Um santo remédio

O Zui me chamou de lado, apreensivo:

- Cara, voce tem de me ajudar!

Xô explicar: a gente cresceu juntos. Amigos desde os 10 anos de idade. Grupo escolar. Paqueras. Em 77 casamos.

Peralá! Peralá!

Essa última frase deixa margem a mal entendidos. Não é que casamos um com o outro. Que somos machos até debaixo dágua. Casamos, eu com minha mulher, ele com a Tânia.

Que mais tarde descobrimos que na verdade era Tiana. Diminutivo de Sebastiana. Mas como tinha vergonha do nome fez essa pequena variação semântica.

Voltando ao que interessa, o motivo do pedido de ajuda, explicou meio de sopetão:

- Ce sabe que andei trabalhando em Iacanga mês passado?

Sabia. É uma cidade aqui perto.

- E ia na segunda e só voltava na sexta pra economizar gasolina?

Sabia também. Ele era pintor de casas e tinham empreitado uma escola para pintar. Serviço de um, dois meses.

Mas onde eu podia ajudar?

- Andei pegando umas vagabundas pra dormir comigo na obra e uma lazarenta me passou gonorréia.

- E ?

- Acabei passando pra Tiana .

Vixi, a coisa era mais complicada que eu pensava. Conhecia bem sua esposa. Se soubesse que havia ganhado chifres ia ficar uma arara e descer o cacete nele. Agora, se descobrisse que além do chifre tinha ganho uma doença venérea junto, ah! Meu cumpadre! Aí era caso pra Polícia, advogado e internação do Zui no hospital local por pelo menos uns tres meses. Que ela era brava! Imagina uma mulher brava! Imaginou? Multiplica por dez! Multiplicou? É a Tiana.

- Tem de se tratar! - Expliquei dando um passo para trás, que morro de medo dessas coisas. Vai que o treco pega pelo ar!

- Já fui no Rui da farmácia e ele vendeu Tetrex. Disse pra tomar de oito em oito horas que numa semana eu saro.

Menos mal, pensei.

- O problema é a Tiana! Como vou fazer prela tomar sem contar o que aconteceu?

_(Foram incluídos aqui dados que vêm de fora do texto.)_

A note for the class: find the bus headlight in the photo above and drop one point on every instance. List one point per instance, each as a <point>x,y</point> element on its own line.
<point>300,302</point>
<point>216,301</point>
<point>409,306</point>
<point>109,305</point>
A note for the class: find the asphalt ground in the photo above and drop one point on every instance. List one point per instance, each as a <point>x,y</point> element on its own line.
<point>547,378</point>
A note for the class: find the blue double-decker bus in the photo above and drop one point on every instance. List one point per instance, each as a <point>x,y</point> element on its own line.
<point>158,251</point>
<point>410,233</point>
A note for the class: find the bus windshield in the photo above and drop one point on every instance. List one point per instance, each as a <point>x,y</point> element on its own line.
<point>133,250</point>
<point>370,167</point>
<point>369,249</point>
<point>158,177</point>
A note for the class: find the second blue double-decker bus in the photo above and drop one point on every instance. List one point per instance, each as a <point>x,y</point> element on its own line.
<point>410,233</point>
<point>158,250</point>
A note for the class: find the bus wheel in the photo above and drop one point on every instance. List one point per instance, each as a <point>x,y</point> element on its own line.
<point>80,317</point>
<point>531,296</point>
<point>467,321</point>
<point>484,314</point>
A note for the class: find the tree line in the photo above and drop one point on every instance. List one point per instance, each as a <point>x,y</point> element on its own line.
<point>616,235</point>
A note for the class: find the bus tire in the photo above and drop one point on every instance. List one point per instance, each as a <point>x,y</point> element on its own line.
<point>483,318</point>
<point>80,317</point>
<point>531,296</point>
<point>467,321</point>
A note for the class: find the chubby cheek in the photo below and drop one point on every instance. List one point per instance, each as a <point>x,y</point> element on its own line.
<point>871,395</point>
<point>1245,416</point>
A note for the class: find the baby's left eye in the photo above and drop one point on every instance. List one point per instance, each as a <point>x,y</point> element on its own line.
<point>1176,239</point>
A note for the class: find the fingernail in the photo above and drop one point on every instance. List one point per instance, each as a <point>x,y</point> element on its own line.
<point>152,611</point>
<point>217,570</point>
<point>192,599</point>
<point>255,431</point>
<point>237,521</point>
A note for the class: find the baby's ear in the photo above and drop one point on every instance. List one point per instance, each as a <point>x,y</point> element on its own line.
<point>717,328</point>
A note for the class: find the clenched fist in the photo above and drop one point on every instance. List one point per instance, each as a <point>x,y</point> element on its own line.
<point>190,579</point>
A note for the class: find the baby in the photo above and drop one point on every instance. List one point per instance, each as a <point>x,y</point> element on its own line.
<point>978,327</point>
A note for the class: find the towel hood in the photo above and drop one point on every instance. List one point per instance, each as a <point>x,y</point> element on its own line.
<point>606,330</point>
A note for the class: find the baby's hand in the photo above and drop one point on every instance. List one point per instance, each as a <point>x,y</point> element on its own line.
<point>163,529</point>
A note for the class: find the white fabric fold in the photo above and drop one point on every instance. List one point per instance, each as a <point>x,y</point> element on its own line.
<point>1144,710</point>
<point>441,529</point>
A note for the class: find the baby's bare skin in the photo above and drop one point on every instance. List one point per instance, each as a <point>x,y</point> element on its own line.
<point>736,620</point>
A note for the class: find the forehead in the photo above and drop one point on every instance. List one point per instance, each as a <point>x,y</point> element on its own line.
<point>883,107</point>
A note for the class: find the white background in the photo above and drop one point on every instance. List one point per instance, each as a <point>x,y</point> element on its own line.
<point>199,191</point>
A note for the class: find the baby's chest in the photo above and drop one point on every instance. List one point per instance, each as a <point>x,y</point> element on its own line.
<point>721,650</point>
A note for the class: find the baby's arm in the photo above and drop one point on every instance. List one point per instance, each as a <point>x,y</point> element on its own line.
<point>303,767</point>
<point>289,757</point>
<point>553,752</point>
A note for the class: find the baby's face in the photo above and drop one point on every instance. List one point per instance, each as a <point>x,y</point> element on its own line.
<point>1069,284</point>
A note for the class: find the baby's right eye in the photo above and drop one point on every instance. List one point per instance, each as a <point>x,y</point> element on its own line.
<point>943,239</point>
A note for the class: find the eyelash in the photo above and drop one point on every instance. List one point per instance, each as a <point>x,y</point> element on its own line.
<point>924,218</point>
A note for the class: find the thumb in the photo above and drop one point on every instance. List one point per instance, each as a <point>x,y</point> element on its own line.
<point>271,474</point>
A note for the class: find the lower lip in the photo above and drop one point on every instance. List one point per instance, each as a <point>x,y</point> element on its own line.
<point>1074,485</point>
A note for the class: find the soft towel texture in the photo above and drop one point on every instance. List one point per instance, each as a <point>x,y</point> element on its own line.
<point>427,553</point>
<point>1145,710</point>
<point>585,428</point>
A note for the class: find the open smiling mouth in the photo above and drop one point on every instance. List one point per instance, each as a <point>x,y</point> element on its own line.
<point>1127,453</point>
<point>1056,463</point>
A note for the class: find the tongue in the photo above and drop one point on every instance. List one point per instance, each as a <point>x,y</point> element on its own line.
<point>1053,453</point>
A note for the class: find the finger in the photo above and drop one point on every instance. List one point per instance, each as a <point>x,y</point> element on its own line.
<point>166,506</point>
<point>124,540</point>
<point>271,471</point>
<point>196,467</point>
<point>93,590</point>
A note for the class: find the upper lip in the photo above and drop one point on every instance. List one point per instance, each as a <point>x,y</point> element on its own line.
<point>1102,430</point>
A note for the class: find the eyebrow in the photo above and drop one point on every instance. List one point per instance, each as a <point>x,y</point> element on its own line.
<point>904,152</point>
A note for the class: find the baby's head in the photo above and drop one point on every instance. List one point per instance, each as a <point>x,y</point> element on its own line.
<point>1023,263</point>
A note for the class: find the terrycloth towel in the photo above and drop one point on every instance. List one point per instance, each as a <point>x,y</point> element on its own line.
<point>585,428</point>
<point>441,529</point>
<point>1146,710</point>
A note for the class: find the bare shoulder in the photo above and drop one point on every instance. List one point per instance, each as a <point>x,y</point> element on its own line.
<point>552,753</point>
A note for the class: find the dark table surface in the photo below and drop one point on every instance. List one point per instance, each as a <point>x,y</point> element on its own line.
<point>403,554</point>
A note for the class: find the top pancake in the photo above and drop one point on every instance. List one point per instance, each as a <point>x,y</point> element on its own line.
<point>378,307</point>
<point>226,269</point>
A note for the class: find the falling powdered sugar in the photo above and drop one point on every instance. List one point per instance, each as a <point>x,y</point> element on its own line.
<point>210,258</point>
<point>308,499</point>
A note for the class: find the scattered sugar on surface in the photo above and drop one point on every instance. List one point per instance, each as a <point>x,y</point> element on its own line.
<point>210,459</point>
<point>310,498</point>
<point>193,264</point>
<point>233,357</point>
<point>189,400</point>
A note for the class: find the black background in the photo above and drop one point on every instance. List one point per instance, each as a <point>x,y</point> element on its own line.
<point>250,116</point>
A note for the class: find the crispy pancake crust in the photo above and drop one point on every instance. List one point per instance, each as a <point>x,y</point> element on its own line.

Complicado. Muito complicado.

Mas como a necessidade é a mãe do ladrão e se dá jeito em tudo, menos na morte, matutei, matutei e cinco cervejas depois arrumei uma solução:

- Ela continua tratanto daquela asma?

- Continua.

Pronto! Tava resolvido a pendenga!

Mandei ele comprar mais uma caixinha do remédio. Tirei as cápsulas da embalagem. Escrevi à máquina num envelope: Asmatic! Tomar a cada oito horas durante uma semana! Botei o remédio dentro. Grampeei.

Minha parte estava feita. Ainda recomendei:

- E fique esperto sempre! Faz ela tomar religiosamente!

Passado algum tempo encontrei a Tiana no mercado.

Ela me olhou raivosa. Desviou o carrinho de compras para não cruzar comigo. Eu sem entender nadica de nada.

Mais uma semana e nos encontramos de novo. Aí não resisti e perguntei porque estava tão brava comigo, se eu não tinha feito nada para ela.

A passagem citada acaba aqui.